The presence of McCain makes the very moderate Obama an appealing alternative and that assures victory for the status quo. It frightens progressive voters away from supporting real progressives like Dennis Kucinich or Cynthia McKinney. Barach Obama was the real choice of the established orthodoxy all along. The marketing strategists have used John McCain to funnel the votes toward Obama and away from genuine progressives. That is where the real fight was. You can call it voting in the absence of real choice because that is precisely what it is. The same policies that have been in play for decades will continue on and we will keep getting a similar result.
Obama’s recent endorsement of warrantless wire-tapping is not only evidence of his belonging to the established orthodoxy; it directly connects him to the draconian policies of the Bush regime and to those of Senator McCain. No true progressive would want to be associated with the unlawful and unjustified surveillance of law-abiding citizens. This is a red flag that must not be ignored.
This is why the country continues to quietly drift further to the right: there is no real choice in elections and we continue to behave as if there are. It is the capitalist system that is at fault, not the candidates themselves who play the game according to the dictum of its inventors. They, too, as despicable as some of them are, are its unwitting victims.
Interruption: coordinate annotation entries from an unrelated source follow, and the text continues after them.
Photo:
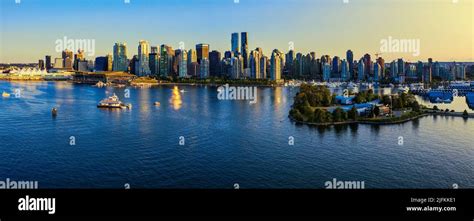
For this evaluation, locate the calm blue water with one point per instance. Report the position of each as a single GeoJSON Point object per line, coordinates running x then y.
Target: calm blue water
{"type": "Point", "coordinates": [226, 142]}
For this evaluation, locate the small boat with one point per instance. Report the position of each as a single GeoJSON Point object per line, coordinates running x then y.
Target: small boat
{"type": "Point", "coordinates": [113, 102]}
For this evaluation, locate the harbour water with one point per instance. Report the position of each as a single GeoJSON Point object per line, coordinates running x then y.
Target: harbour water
{"type": "Point", "coordinates": [226, 142]}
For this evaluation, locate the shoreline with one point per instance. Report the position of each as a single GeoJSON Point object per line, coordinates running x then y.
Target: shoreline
{"type": "Point", "coordinates": [368, 122]}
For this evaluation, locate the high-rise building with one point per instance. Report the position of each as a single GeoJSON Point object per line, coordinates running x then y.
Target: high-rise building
{"type": "Point", "coordinates": [67, 56]}
{"type": "Point", "coordinates": [143, 58]}
{"type": "Point", "coordinates": [245, 48]}
{"type": "Point", "coordinates": [326, 71]}
{"type": "Point", "coordinates": [48, 62]}
{"type": "Point", "coordinates": [183, 64]}
{"type": "Point", "coordinates": [202, 51]}
{"type": "Point", "coordinates": [120, 61]}
{"type": "Point", "coordinates": [361, 70]}
{"type": "Point", "coordinates": [58, 63]}
{"type": "Point", "coordinates": [350, 61]}
{"type": "Point", "coordinates": [41, 64]}
{"type": "Point", "coordinates": [165, 60]}
{"type": "Point", "coordinates": [401, 66]}
{"type": "Point", "coordinates": [235, 43]}
{"type": "Point", "coordinates": [275, 65]}
{"type": "Point", "coordinates": [377, 71]}
{"type": "Point", "coordinates": [345, 75]}
{"type": "Point", "coordinates": [204, 68]}
{"type": "Point", "coordinates": [100, 64]}
{"type": "Point", "coordinates": [255, 57]}
{"type": "Point", "coordinates": [214, 63]}
{"type": "Point", "coordinates": [367, 65]}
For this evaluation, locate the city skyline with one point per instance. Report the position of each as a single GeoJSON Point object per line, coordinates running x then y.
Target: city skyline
{"type": "Point", "coordinates": [323, 39]}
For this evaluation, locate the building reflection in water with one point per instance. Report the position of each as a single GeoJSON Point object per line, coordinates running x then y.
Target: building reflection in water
{"type": "Point", "coordinates": [176, 100]}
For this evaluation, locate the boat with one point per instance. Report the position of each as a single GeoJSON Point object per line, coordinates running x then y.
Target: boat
{"type": "Point", "coordinates": [113, 102]}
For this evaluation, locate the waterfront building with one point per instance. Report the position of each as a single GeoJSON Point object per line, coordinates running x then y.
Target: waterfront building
{"type": "Point", "coordinates": [100, 64]}
{"type": "Point", "coordinates": [235, 43]}
{"type": "Point", "coordinates": [183, 64]}
{"type": "Point", "coordinates": [204, 68]}
{"type": "Point", "coordinates": [345, 75]}
{"type": "Point", "coordinates": [367, 65]}
{"type": "Point", "coordinates": [58, 63]}
{"type": "Point", "coordinates": [215, 63]}
{"type": "Point", "coordinates": [165, 60]}
{"type": "Point", "coordinates": [275, 65]}
{"type": "Point", "coordinates": [244, 48]}
{"type": "Point", "coordinates": [235, 65]}
{"type": "Point", "coordinates": [350, 61]}
{"type": "Point", "coordinates": [326, 71]}
{"type": "Point", "coordinates": [49, 65]}
{"type": "Point", "coordinates": [361, 70]}
{"type": "Point", "coordinates": [143, 58]}
{"type": "Point", "coordinates": [377, 71]}
{"type": "Point", "coordinates": [120, 61]}
{"type": "Point", "coordinates": [41, 64]}
{"type": "Point", "coordinates": [202, 51]}
{"type": "Point", "coordinates": [255, 65]}
{"type": "Point", "coordinates": [154, 61]}
{"type": "Point", "coordinates": [263, 66]}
What hope is there for genuine progressives in a game that is rigged? If we are ever to become responsible citizens, we must learn how to separate the contents of the box from the fancy packaging. The same old ideology, regardless of who espouses it, will not lead to meaningful change; nor will pursing the same old methods. If we are going to be satisfied with that, then we can continue to be pawns in a rich man’s game and accept the results of the game without complaint. If we expect better, then we must begin by demanding better of ourselves by recognizing what is being done in our name and doing something about it. But first we must awaken from our stupor and come to the realization that democracy means direct citizen action.